画期的な戦略を立て出席率を向上させることに成功したプロジェクトにメキシコのProgresaがあります。これは、子供を学校に通わせる、健康診断を受けさせるなど様々な条件を基に低所得者に現金を給付するというものでした。この政策により、就学者の増加、児童労働の減少、幼児の発育不良の減少などが確認されました。(Shultz 2004; Attanassio 2011)

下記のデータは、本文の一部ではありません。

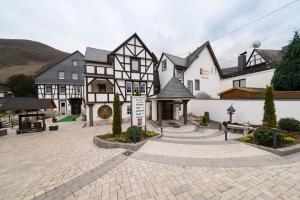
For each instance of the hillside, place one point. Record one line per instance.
(25, 57)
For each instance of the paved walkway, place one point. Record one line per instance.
(196, 165)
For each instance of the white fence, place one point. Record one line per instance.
(246, 110)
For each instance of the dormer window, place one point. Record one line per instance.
(135, 65)
(164, 65)
(61, 75)
(75, 63)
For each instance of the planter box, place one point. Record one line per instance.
(53, 128)
(3, 132)
(111, 145)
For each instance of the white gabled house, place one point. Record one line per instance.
(126, 70)
(181, 79)
(63, 82)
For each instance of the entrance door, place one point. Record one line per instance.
(167, 110)
(62, 108)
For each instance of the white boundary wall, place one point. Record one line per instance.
(246, 110)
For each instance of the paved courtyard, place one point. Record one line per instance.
(196, 165)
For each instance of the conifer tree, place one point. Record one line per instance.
(287, 75)
(269, 119)
(117, 129)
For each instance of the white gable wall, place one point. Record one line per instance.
(256, 80)
(208, 83)
(165, 76)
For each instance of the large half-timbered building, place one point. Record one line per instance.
(126, 70)
(64, 83)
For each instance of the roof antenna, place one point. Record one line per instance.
(256, 44)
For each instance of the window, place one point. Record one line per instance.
(143, 87)
(197, 84)
(164, 65)
(61, 75)
(75, 63)
(75, 76)
(48, 89)
(135, 64)
(62, 89)
(190, 86)
(128, 87)
(128, 110)
(78, 89)
(102, 88)
(239, 83)
(136, 87)
(180, 74)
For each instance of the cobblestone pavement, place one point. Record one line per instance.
(197, 165)
(34, 163)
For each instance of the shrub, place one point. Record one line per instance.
(288, 140)
(205, 119)
(269, 119)
(130, 133)
(117, 116)
(264, 137)
(289, 124)
(248, 138)
(150, 134)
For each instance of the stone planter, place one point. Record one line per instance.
(111, 145)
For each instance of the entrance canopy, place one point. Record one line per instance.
(174, 90)
(25, 103)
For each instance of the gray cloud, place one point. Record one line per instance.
(164, 25)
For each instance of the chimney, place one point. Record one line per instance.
(242, 61)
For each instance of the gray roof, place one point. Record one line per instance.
(272, 58)
(4, 88)
(175, 89)
(25, 103)
(96, 55)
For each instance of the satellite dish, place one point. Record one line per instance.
(256, 44)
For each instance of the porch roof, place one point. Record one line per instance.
(173, 90)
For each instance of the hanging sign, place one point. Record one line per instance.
(138, 106)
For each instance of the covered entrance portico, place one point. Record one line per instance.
(171, 102)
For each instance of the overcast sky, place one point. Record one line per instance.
(171, 26)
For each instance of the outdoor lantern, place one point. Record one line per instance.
(230, 111)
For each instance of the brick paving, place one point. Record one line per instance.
(197, 165)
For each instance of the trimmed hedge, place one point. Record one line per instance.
(264, 137)
(138, 133)
(289, 124)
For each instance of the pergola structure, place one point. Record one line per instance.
(27, 104)
(164, 105)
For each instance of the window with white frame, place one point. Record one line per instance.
(239, 83)
(129, 87)
(78, 89)
(135, 65)
(62, 89)
(61, 75)
(128, 110)
(143, 87)
(48, 89)
(164, 65)
(197, 84)
(75, 63)
(75, 76)
(180, 74)
(136, 87)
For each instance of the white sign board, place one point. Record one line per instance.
(138, 106)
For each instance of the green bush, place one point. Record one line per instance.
(264, 137)
(205, 119)
(138, 133)
(150, 134)
(289, 124)
(288, 140)
(248, 138)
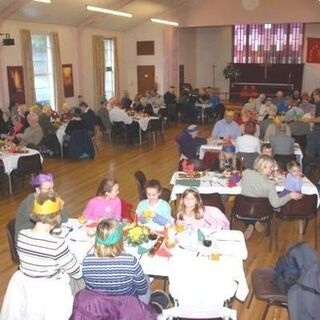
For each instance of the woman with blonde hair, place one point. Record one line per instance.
(40, 289)
(109, 269)
(192, 212)
(256, 183)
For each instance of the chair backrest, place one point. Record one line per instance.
(155, 125)
(11, 240)
(303, 208)
(247, 158)
(213, 200)
(283, 159)
(249, 207)
(29, 164)
(141, 181)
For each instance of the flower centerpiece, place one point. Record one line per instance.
(231, 71)
(136, 234)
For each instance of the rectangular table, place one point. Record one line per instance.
(218, 147)
(213, 182)
(231, 245)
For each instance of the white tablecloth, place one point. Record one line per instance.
(213, 182)
(230, 244)
(10, 160)
(217, 148)
(143, 122)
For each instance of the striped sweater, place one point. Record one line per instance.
(44, 256)
(120, 275)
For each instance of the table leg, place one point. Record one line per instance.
(10, 183)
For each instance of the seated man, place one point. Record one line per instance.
(40, 183)
(33, 134)
(88, 116)
(189, 142)
(227, 127)
(281, 143)
(119, 115)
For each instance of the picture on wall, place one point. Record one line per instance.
(313, 50)
(67, 75)
(15, 84)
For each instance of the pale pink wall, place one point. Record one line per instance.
(228, 12)
(187, 53)
(11, 56)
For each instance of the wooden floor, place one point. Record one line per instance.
(76, 182)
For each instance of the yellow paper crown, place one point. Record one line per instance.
(230, 113)
(48, 207)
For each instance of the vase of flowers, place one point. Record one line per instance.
(231, 71)
(137, 234)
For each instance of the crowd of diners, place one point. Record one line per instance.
(47, 262)
(264, 132)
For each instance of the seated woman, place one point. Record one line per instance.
(192, 212)
(227, 158)
(40, 289)
(256, 183)
(109, 270)
(43, 182)
(153, 211)
(106, 204)
(76, 122)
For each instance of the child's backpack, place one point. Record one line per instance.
(287, 270)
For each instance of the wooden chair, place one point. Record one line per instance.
(253, 209)
(283, 159)
(213, 200)
(140, 181)
(11, 240)
(303, 209)
(265, 289)
(27, 165)
(155, 128)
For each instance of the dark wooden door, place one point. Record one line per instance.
(146, 78)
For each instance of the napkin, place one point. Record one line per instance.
(188, 182)
(201, 235)
(142, 250)
(163, 252)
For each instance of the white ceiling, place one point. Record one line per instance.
(73, 12)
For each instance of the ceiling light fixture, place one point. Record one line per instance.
(108, 11)
(171, 23)
(43, 1)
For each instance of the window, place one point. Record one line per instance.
(268, 43)
(43, 68)
(109, 81)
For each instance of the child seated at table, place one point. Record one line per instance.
(106, 203)
(153, 211)
(193, 213)
(227, 158)
(109, 270)
(40, 289)
(293, 180)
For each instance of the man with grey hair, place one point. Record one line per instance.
(33, 134)
(281, 143)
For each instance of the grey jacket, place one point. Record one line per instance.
(304, 304)
(23, 215)
(256, 185)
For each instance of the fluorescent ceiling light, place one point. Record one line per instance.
(43, 1)
(103, 10)
(171, 23)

ケニアで実施されたプロジェクトでは、教育と健康問題を結び付けて考えました。このプロジェクトでは、学校レベルで虫下しの薬を提供し、その効果を確認しました。プロジェクト評価では、虫下しを実施した学校の学生の欠席率は1/4下がりましたが、それだけでなく処置群の学校でも欠席率が下がるという波及効果が確認されました。(Miguel and Kremer 2004)
実際の物ではなく教育の収益率に関する情報提供に関するプロジェクトもあります。マダガスカルで実施されたプロジェクトは、処置群に学歴と年収のデータを用いて算出された教育の収益率を知らせ、対称群にはその情報を知らせないというものでした。この実験により、収益率に関する情報を得たグループではテストの点と出席率が向上しました。特にこのプロジェクトが効果的であったのは、情報を知らせるだけという非常に低コストでありながら、効果が非常に高かったことが挙げられます。(Nguyen 2013)
直近にボツワナで行われた実験は、コロナ禍における教育支援の方法を評価したものでした。コロナによる学校閉鎖が行われる前に、電話での教育相談を受けたいと希望する世帯を3グループに分け、介入を行いました。3グループは、電話での支援、テキストメッセージでの支援、そして支援なしのいずれかに割り当てられました。その結果、テキストまたは電話での支援があったグループは、支援なしに比べ24%の学習向上がみられたことが分かりました。(Angrist他 2020)
この他にも教育現場で実施されている比較実験は多数あり、政策の有効性や効果がはっきりと数値で示されています。このような実験を通し、どのような政策がより有効で、効果が高いのか確認しながら実施していくことが、今後開発プロジェクトはより重要となってくると思われます。
References
- Schultz TP. School Subsidies for the Poor: Evaluating the Mexican Progresa Poverty Program, Journal of Development Economics, 2004, vol.74 (pg. 199-250)
- Attanasio, Orazio, Costas Meghir, and Ana Santiago. 2011. “Education Choices in Mexico: Using a Structural Model and a Randomized Experiment to Evaluate PROGRESA.” The Review of Economic Studies. 79(1): 37-66.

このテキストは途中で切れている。